I am having the followig problem with an OenSuSE + Heartbeat + Pacemaker + Xen HA cluster: when the node a Xen domU is running on is "dead" the Xen domU running on it is not restarted on the second node.
The cluster is setup with two nodes, each running OpenSuSE-11.3, Heartbeat 3.0, and Pacemaker 1.0 in CRM mode. For storage I am using a LUN on an iSCSI SAN device; the LUN is formatted with OCFS2 and managed with LVM. The Xen domU has two logical volumes; one for root and the other for swap. I am using IPMI cards for STONITH devices, and a dedicated ethernet link for heartbeat communications.
The ha.cf file is as follows:
keepalive 1
deadtime 10
warntime 5
udpport 694
ucast eth1
auto_failback off
node dhcp-166
node stage
use_logd yes
crm yes
My resources look as follows:
shocrm(live)configure# show
node $id="5c1aa924-bba4-4f95-a367-6c9a58ac4a38" dhcp-166
node $id="cebc92eb-af24-4833-aaf0-672adf80b58e" stage
primitive Xen-Util ocf:heartbeat:Xen \
meta target-role="Started" \
operations $id="Xen-Util-operations" \
op start interval="0" timeout="60" start-delay="0" \
op stop interval="0" timeout="120" \
params xmfile="/etc/xen/vm/xen-util"
primitive my-stonith stonith:external/ipmi \
params hostname="dhcp-166" ipaddr="192.168.3.106" userid="ADMIN" passwd="xxx" \
op monitor interval="2m" timeout="60s"
primitive my-stonith2 stonith:external/ipmi \
params hostname="stage" ipaddr="192.168.3.105" userid="ADMIN" passwd="xxx" \
op monitor interval="2m" timeout="60s"
property $id="cib-bootstrap-options" \
dc-version="1.0.9-89bd754939df5150de7cd76835f98fe90851b677" \
cluster-infrastructure="Heartbeat"
The Xen domU config file is as follows:
name = "xen-util"
bootloader = "/usr/lib/xen/boot/domUloader.py"
#bootargs = "xvda1:/vmlinuz-xen,/initrd-xen"
bootargs = "--entry=xvda1:/boot/vmlinuz-xen,/boot/initrd-xen"
memory = 4096
disk = [ 'phy:vg_xen/xen-util-root,xvda1,w',
'phy:vg_xen/xen-util-swap,xvda2,w', ]
root = "/dev/xvda1"
vif = [ 'mac=00:16:3e:42:42:06' ]
#vfb = [ 'type=vnc,vncunused=0,vnclisten=192.168.3.172' ]
extra = ""
Say domU "Xen-Util" is running on node "stage"; if "stage" goes down, "Xen-Util" does not restart on node "dhcp-166". It seems to want to try as an "xm list" will show it for a few seconds and if you "xm console xen-util" it will give a message like "copying /boot/kernel.gz from xvda1 to /var/lib/xen/tmp/kernel.a53gs for booting". However, it never gets past that, eventually gives up, and no longer appears in "xm list". Now, when node "stage" comes back online after being power cycled, it detects that "Xen-Util" isn't running, and starts it (on stage).

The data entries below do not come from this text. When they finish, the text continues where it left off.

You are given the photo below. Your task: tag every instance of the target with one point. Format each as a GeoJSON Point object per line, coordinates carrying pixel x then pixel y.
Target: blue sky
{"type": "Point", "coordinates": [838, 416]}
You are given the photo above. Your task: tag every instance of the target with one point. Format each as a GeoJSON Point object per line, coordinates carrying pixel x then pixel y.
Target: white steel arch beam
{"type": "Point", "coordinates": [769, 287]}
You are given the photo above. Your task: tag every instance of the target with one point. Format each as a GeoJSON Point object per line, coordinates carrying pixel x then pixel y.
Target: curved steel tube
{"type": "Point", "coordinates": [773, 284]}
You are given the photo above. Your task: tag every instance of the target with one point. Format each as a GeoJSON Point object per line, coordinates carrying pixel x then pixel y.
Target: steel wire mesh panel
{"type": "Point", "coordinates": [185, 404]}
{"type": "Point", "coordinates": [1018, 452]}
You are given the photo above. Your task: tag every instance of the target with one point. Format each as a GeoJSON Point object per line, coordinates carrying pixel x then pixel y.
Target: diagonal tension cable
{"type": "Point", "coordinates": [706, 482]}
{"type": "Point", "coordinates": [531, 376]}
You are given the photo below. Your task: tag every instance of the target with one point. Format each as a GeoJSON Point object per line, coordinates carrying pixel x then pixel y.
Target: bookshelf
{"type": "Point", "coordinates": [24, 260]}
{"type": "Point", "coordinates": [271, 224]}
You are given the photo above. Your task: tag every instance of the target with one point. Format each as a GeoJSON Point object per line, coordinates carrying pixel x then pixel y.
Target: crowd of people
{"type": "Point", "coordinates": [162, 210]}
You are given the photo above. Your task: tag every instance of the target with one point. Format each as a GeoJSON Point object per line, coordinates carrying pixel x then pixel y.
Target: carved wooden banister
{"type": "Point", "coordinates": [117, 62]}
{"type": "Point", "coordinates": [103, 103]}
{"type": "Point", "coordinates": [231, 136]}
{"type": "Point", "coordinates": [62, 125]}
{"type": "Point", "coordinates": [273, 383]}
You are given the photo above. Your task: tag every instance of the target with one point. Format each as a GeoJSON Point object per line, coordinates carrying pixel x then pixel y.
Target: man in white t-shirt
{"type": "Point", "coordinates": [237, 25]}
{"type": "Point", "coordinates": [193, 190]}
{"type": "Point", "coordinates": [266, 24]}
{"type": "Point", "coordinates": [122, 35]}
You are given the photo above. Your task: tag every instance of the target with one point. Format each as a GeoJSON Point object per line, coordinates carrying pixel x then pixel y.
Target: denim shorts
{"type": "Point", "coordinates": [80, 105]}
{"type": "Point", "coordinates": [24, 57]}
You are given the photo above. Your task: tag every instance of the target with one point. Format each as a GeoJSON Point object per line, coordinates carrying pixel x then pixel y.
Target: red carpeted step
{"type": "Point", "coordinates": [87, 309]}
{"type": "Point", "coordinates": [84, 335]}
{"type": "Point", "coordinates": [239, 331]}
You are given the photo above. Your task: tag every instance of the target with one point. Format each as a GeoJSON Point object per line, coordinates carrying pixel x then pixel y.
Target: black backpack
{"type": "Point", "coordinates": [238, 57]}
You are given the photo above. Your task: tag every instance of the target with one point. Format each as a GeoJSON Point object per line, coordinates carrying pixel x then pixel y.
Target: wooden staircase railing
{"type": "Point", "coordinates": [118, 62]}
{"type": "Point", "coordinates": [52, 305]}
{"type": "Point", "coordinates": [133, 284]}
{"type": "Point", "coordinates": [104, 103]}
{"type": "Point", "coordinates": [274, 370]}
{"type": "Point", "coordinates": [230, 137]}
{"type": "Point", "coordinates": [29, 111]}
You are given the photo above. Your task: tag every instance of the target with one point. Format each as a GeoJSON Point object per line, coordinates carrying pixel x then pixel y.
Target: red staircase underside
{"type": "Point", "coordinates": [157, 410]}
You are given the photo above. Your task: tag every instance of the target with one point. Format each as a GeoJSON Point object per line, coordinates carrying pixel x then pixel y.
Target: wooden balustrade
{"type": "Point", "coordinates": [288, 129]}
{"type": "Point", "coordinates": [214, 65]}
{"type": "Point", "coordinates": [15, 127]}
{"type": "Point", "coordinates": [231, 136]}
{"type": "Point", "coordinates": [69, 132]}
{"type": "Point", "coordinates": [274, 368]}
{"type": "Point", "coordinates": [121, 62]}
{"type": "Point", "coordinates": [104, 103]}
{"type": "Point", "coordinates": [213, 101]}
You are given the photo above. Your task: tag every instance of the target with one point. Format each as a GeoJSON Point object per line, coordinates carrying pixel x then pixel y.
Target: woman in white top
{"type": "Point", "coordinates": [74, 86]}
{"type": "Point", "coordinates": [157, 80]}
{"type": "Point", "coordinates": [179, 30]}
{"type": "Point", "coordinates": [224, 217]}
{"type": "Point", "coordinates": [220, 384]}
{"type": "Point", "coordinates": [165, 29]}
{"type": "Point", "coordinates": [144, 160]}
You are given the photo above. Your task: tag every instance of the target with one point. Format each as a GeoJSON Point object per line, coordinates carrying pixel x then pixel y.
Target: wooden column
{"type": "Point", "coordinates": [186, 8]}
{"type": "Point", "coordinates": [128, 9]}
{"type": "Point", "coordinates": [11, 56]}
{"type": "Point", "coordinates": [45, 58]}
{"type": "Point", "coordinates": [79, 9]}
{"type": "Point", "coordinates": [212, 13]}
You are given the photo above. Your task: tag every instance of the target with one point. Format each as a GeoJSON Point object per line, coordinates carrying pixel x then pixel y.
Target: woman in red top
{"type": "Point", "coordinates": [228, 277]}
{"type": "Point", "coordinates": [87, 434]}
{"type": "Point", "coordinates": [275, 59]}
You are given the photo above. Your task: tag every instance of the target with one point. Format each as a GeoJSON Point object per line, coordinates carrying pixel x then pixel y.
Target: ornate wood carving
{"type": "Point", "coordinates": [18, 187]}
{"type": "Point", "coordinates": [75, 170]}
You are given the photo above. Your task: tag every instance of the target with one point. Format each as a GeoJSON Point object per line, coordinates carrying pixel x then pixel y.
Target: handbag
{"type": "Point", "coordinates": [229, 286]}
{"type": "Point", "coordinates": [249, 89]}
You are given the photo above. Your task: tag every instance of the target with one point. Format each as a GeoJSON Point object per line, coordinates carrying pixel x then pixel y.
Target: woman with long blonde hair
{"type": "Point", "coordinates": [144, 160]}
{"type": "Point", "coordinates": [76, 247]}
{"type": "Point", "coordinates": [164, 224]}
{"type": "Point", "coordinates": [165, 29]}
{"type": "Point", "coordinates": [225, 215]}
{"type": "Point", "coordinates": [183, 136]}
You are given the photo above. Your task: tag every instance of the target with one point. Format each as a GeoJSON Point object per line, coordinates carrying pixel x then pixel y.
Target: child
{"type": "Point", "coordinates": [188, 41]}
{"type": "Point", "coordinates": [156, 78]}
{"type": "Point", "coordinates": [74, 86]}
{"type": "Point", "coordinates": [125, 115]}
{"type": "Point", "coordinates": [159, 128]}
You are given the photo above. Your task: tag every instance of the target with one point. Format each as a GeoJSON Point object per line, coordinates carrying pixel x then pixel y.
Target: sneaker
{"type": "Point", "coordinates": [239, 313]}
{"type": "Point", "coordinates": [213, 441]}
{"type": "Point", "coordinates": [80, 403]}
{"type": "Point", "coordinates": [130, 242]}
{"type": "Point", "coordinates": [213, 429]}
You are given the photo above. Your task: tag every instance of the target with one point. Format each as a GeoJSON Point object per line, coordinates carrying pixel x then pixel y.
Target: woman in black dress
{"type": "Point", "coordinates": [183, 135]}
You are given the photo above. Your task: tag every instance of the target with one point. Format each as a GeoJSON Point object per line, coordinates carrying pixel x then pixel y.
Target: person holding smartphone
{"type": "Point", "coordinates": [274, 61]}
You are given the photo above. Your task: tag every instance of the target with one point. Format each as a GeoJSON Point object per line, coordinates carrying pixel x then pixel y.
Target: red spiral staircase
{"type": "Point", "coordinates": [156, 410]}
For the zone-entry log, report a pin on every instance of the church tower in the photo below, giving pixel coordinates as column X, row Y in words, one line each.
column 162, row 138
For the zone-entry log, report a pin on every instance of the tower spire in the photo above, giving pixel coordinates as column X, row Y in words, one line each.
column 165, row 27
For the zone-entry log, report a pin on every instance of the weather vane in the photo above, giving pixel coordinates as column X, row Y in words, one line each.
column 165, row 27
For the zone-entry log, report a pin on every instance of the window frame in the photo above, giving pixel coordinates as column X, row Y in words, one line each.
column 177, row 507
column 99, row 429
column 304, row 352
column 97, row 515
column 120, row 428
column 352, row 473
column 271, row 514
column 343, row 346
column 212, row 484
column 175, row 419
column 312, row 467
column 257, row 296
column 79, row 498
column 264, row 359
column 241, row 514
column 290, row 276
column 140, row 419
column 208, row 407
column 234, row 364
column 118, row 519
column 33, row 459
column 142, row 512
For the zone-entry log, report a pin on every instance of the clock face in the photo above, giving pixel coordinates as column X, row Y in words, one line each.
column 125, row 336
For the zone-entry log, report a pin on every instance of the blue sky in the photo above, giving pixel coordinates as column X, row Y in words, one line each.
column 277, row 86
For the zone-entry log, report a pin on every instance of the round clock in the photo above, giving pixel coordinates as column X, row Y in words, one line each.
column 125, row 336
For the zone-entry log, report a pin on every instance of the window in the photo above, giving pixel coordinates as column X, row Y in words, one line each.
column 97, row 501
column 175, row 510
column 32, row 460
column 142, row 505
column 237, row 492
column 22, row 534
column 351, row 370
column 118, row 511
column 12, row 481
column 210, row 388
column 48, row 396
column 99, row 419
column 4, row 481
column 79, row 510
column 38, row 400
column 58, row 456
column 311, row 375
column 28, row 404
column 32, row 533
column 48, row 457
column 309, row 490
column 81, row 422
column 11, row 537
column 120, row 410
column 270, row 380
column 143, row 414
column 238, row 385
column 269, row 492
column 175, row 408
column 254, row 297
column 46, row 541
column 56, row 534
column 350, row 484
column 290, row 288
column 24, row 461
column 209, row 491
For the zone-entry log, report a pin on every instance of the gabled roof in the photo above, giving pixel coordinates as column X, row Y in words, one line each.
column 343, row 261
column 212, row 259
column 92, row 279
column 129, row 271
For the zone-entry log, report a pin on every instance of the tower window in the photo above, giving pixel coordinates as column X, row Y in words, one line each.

I've tried starting "Xen-Util" on node "dhcp-166" without the cluster running, and it works fine. No problems. So, I know it works in that respect.
Any ideas? Thanks!
I figured it out, after a bit more trial and error. I was getting iSCSI errors going back up the stack too rapidly, as mentioned in this post on ServerFault.
In addition to changing the variables outlined in the post above, I also traced some network cables and discovered that node #2 was on a 100Mb link, while node #1 was on a Gig link, along with the SAN. After some careful shuffling, all the network connections are now running at Gig speeds.
Finally, I changed the MTU on the Linux interfaces to 9000 from 1500, which seems to also have sped things up a bit.
The final result is a working cluster with the domU booting even quicker than before on node #1.
Cheers,
Kendall